Нужно при этом сказать, что христианство представлялось славянам в самом печальном виде. Немцы оказались плохими проповедниками любви и милосердия: они не дали миру ни одного великого апостола, да и тем немногим ревностным миссионерам, имена которых записаны в историю, сильно мешали князья, их соотечественники. Немецкие хроники единогласно обвиняют маркграфов и пограничных герцогов в скупости и жестокости. Немецкие князья, — говорит Гельмгольд, рассказав об одной победе, — разделили между собою добычу; но о христианстве не было помянуто. Тут сказалась ненасытная алчность саксов: они превосходят все другие нации в военном деле и в умении владеть оружием, но они всегда более склонны заботиться об увеличении дани, чем о покорении душ Господу, — proniores tributus augmentandis quam animabus Deo conquirendis… » Ранее Гельмгольда Адам Бременский говорил: «Саксы более расположены к вымогательствам, чем к проповеди христианства». Еще ранее Адама Бременского Дитмар Мерзебургский упрекал немцев за варварский обычай делить между собою после победы семьи пленников, чтобы продавать их и потом в неволю, ибо вендские пленники были одним из предметов германской торговли с Востоком. Наконец, один из этих старых писателей влагает в уста славянского вождя в разговоре с немецким епископом речь, которая напоминает дунайского крестьянина из знаменитой басни Лафонтэна: «Наши немецкие князья так нас гнетут, наши налоги и рабство так тяжелы, что нам ничего не остается, как живыми в гроб лечь. Ежедневно нас тиранят до полусмерти. Как вы хотите, чтобы мы исполняли обязанности, налагаемые на нас новой религией, когда нас ежедневно вынуждают к бегству? Если бы только нам найти место, куда можно было бы скрыться! Но стоить ли уходить за Травну? Там ждут нас те же беды; они же нас ждут и за Пеной. Только и можно, что ввериться морским волнам и жить над пучиной…»

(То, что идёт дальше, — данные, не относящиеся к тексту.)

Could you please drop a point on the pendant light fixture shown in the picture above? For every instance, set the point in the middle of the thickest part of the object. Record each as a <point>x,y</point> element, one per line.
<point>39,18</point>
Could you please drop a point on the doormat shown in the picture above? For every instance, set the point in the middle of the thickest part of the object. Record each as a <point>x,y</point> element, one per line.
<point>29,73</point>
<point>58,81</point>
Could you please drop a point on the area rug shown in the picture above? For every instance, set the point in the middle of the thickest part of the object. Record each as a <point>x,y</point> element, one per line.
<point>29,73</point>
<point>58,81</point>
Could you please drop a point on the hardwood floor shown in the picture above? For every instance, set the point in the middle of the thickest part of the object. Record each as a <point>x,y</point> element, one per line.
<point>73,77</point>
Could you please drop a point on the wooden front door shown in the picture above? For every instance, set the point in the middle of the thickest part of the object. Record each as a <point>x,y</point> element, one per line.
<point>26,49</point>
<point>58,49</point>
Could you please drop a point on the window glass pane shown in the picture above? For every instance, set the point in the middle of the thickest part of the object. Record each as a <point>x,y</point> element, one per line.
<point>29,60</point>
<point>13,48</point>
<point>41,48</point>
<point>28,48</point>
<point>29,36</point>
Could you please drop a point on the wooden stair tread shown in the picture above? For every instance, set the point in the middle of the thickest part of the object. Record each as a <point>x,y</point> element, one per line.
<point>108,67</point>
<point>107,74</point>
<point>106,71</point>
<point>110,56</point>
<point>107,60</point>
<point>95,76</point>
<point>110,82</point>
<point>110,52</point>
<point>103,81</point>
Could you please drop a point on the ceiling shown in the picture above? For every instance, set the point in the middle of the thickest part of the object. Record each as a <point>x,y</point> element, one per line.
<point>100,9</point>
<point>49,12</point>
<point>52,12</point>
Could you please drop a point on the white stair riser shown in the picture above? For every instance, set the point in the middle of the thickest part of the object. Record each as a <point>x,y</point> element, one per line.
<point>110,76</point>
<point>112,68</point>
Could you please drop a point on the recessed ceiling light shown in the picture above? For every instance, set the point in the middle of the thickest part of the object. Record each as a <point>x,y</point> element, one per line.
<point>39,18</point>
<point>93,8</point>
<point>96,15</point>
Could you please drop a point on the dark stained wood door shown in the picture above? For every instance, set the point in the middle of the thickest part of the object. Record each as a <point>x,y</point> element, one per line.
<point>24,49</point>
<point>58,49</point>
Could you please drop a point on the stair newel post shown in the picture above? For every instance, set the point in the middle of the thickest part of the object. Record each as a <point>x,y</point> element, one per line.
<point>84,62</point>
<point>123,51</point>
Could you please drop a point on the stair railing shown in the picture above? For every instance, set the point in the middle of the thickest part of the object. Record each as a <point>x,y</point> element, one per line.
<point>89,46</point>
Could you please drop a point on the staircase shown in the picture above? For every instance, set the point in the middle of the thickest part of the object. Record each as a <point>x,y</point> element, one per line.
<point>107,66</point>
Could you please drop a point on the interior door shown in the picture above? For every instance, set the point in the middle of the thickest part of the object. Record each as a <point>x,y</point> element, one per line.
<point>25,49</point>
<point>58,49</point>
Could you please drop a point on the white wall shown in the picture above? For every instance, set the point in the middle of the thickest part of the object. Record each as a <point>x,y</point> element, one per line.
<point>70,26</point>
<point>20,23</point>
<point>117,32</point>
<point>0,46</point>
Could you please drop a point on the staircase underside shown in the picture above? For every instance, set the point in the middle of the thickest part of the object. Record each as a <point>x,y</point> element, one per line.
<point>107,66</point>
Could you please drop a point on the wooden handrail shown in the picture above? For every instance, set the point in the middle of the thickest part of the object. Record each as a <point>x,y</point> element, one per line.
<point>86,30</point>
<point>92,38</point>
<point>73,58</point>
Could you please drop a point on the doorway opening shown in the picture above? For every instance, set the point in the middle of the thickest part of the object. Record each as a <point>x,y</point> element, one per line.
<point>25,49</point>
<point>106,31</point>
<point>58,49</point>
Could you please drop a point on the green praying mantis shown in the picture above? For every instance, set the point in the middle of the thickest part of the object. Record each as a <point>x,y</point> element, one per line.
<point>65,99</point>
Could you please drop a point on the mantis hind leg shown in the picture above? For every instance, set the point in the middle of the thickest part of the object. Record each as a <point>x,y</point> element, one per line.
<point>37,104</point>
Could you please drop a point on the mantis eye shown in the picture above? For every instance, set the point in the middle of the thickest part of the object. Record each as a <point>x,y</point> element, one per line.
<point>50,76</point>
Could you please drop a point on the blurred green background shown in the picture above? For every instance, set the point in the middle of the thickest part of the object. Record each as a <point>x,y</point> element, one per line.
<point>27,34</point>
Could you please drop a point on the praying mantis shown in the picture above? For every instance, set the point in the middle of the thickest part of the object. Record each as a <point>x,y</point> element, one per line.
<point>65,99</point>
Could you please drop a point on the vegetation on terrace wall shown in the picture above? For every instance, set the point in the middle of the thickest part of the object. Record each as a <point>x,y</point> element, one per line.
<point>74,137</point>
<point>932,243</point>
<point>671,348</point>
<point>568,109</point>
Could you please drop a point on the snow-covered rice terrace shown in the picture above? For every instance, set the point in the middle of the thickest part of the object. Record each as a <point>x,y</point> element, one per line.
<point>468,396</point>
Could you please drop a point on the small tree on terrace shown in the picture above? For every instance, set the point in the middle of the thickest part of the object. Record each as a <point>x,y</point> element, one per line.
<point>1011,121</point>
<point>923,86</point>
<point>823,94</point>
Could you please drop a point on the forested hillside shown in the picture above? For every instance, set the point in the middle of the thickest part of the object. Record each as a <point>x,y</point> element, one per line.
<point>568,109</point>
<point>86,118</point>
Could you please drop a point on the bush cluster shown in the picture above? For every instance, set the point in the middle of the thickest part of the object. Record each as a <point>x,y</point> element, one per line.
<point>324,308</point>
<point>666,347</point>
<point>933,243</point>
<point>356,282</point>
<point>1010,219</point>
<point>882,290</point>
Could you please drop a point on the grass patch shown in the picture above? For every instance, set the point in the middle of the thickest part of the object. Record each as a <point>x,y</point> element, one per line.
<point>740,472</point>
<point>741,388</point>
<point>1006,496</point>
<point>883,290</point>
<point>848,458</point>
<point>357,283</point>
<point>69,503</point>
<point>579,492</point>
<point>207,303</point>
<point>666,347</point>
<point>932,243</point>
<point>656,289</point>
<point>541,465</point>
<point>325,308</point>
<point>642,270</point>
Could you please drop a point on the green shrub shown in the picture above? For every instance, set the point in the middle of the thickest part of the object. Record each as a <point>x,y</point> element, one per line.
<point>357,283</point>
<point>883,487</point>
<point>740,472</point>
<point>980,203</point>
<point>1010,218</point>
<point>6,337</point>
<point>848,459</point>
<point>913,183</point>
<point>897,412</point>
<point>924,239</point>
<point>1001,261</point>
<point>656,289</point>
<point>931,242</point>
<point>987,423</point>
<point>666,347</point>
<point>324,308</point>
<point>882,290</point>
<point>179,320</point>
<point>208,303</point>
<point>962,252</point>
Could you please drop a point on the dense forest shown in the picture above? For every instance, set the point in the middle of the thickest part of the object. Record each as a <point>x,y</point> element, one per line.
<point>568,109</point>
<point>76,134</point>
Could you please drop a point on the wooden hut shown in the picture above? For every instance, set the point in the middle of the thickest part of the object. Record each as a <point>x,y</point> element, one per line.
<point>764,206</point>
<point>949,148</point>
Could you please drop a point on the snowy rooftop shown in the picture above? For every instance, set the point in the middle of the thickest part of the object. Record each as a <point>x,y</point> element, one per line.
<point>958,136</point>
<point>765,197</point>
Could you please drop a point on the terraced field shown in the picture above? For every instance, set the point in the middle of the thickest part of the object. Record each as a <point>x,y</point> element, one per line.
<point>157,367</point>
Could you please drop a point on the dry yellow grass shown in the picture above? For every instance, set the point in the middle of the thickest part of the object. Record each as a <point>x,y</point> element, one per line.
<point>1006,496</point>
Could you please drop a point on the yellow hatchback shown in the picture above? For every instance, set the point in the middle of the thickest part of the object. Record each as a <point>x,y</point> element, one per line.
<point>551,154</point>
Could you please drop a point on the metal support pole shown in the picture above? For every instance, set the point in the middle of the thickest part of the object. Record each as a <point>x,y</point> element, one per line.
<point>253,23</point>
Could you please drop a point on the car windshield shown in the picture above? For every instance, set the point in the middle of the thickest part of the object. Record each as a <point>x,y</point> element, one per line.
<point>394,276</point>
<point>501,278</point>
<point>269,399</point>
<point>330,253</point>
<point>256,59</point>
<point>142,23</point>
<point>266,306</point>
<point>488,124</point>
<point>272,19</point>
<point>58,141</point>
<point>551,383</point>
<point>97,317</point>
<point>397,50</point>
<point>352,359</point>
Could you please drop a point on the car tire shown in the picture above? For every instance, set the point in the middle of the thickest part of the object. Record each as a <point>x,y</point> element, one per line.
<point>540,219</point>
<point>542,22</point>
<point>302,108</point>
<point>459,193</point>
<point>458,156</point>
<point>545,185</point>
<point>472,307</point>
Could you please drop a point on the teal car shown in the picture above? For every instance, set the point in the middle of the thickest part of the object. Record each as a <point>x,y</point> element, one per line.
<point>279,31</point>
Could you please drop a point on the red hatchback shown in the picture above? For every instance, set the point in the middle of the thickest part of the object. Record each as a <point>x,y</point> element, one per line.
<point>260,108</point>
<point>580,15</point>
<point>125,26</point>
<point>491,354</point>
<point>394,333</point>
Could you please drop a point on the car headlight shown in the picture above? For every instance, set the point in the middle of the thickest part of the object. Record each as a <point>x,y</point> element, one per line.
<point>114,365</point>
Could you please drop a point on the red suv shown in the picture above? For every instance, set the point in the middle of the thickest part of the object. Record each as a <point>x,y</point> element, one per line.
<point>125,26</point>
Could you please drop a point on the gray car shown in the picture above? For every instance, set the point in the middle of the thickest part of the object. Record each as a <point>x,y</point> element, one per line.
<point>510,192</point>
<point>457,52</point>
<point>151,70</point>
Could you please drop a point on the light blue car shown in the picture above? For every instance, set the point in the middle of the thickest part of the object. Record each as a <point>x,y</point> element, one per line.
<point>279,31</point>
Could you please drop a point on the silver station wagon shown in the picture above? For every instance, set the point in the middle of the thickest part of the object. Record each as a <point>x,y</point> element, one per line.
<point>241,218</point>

Нет ничего однообразнее и мрачнее истории событий на восточных границах северной Германии со времени мятежа, последовавшего за смертью Оттона Великого. Сорбы, правда, остаются подвластны маркграфам мейссенским; но вильцы и бодричи с поразительным упорством защищают своих богов и свою свободу вплоть до начала XII века, когда обстоятельства слагаются роковым для них образом. Почти всюду вокруг них язычество было побеждено усилиями христианской проповеди: обращенные датчане становятся ревностными поборниками той веры, которую так долго гнали. Чехи и поляки приняли крещение; таким образом христианское влияние проникает к вильцам и бодричам одновременно со всех сторон. Бодричи уступают первые; замечательно, что сопротивление дольше всего держалось у вильцев, т.е. в Бранденбурге. Пески этой равнины глубоко пропитаны кровью, и много крови окрасило озера Гавеля и каналы Шпрееальда прежде, чем окончательная победа заложила на правом берегу Эльбы первый камень прусской монархии.

Появление Асканиев

Северные маркграфы оберегали немецкую территорию от вильцев, как герцоги саксонские от бодричей, а маркграфы мейссенские от сорбов. Занимая место между ними, но далеко уступая им в могуществе, marchio aquilonalis, как называли Северного маркграфа, управлял узкой полосой земли по левому берегу Эльбы, между устьями ее двух маленьких притоков, Оры и Аланда. Ему было не по силам сдерживать своих буйных соседей, и имя его связывается только с воспоминаниями о несчастиях, которые испытывало немецкое оружие, пока император Лотарь II не отдал марку графу асканийскому Альбрехту Медведю. Это было в 1134 году. Водворение Асканиев удвоило силы марки, ибо эта фамилия владела немалым количеством ленов и крепостей на восточных склонах Гарца; в числе этих владений был замок Ашерслебен, называвшийся полатыни Ascaria, а в испорченном произношении Ascania, откуда и произошло имя, прославленное Альбрехтом и его преемниками.